Le matin, la jument couleur bai quitte son écurie sise au coin Hamel et Saint-Sacrement pour remonter lentement vers le Vieux-Québec en faisant claquer ses fers. Un peu au nord du parc de l’Esplanade, elle rejoint sa gang d’équidés autour de laquelle grouille une étrange faune composée d’étudiants, de vieux de la vieille, pour la plupart de joyeux lurons. Selon Belle, on compte maintenant 17 calèches en activité. «On me dit que nous étions plus nombreux auparavant. Le printemps, l’hiver et l’automne, ça va comme ça. Mais l’été, on ne fournit pas. Je fais entre quatre et six tours par jour. Après, c’est Mike qui me remplace. Il en fait autant. Jean, lui, se tape les 10 ou 12 tours de la journée.»

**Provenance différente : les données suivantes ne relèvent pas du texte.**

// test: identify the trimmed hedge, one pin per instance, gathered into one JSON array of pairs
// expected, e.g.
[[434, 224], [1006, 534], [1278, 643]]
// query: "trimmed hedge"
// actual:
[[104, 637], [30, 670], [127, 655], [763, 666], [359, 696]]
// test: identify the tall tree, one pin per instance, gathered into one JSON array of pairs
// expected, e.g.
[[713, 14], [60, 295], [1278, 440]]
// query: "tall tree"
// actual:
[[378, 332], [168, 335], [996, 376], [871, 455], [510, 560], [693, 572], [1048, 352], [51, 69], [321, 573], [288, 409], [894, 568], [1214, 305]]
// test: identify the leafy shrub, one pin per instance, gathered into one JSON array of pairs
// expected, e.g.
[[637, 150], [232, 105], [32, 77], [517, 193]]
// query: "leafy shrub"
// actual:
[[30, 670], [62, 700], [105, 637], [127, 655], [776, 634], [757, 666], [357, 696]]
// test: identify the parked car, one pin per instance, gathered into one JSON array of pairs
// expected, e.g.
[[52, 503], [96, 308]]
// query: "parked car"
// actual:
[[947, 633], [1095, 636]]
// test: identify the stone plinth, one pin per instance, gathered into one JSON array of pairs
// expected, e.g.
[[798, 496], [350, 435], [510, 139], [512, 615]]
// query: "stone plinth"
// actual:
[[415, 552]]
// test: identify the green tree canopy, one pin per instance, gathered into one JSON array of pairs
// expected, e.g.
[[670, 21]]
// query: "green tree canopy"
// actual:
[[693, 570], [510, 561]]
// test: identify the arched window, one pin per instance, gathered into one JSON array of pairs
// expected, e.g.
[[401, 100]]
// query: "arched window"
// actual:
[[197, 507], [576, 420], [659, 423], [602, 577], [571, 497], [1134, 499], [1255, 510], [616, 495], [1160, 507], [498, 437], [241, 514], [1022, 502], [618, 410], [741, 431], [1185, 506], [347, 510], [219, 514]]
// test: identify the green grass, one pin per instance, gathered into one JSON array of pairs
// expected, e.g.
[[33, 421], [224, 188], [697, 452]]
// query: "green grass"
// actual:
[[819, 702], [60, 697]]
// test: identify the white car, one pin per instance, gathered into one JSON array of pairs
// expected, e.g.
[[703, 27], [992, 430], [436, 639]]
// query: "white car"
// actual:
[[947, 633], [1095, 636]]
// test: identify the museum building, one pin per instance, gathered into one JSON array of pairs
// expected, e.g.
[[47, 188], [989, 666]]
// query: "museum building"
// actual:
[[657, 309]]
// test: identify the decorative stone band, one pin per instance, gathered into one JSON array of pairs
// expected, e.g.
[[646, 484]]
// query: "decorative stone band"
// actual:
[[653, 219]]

Difficile de faire plus zen que Belle. Imperturbable, elle clopine entre les voitures, négocie son passage à travers les piétons et frôle les cyclistes avec le calme d’un moine bouddhiste sur le point de s’immoler par le feu.
«Heureusement que nous ne sommes pas stressés, parce que s’il fallait qu’on se formalise de chaque crétin en voiture qui nous coupe, de chaque énergumène qui maudit notre présence sur les routes d’un coup de klaxon, notre vie se résumerait à une série de crises d’apoplexie.»
À ceux qui plaignent la jument, considérant son sort avec toute l’empathie postmoderne d’une société souvent plus obsédée par le sort des animaux que par celui de l’humanité, Belle répond d’un hennissement agacé. «Tsé, dit-elle, mes ancêtres tiraient des charrettes, faisaient les labours. C’est sûr qu’au milieu des automobiles, on détonne. Mais posez-vous donc la question. Qu’est-ce qui a le moins de sens: toutes ces voitures et ces autocars dans un quartier historique, rempli de touristes, ou des chevaux qui avancent à 10 km/h dans ce même secteur? Qu’est-ce qui pollue le plus? Leurs gaz d’échappement ou les miens? Toutes ces autos, tout ce monde survolté, pressé, c’est ça le progrès? Faites-moi rire. Je suis peut-être un anachronisme, mais pas une plaie sociale.»
Jean toise Belle avec fierté. On devine l’homme à l’origine d’au moins une partie de cette réflexion sur la place de l’automobile dans le Vieux-Québec. Mais au-delà de ces considérations de nature polémique, Belle se révèle aussi un animal éminemment pragmatique: «Si je ne fais pas ce travail, on me découpera en morceaux, on ferait de mon joli corps une pile de steaks destinés à un public de culturistes anorexiques qui souhaitent consommer une viande hautement protéinée, mais moins grasse que celle du bouf.»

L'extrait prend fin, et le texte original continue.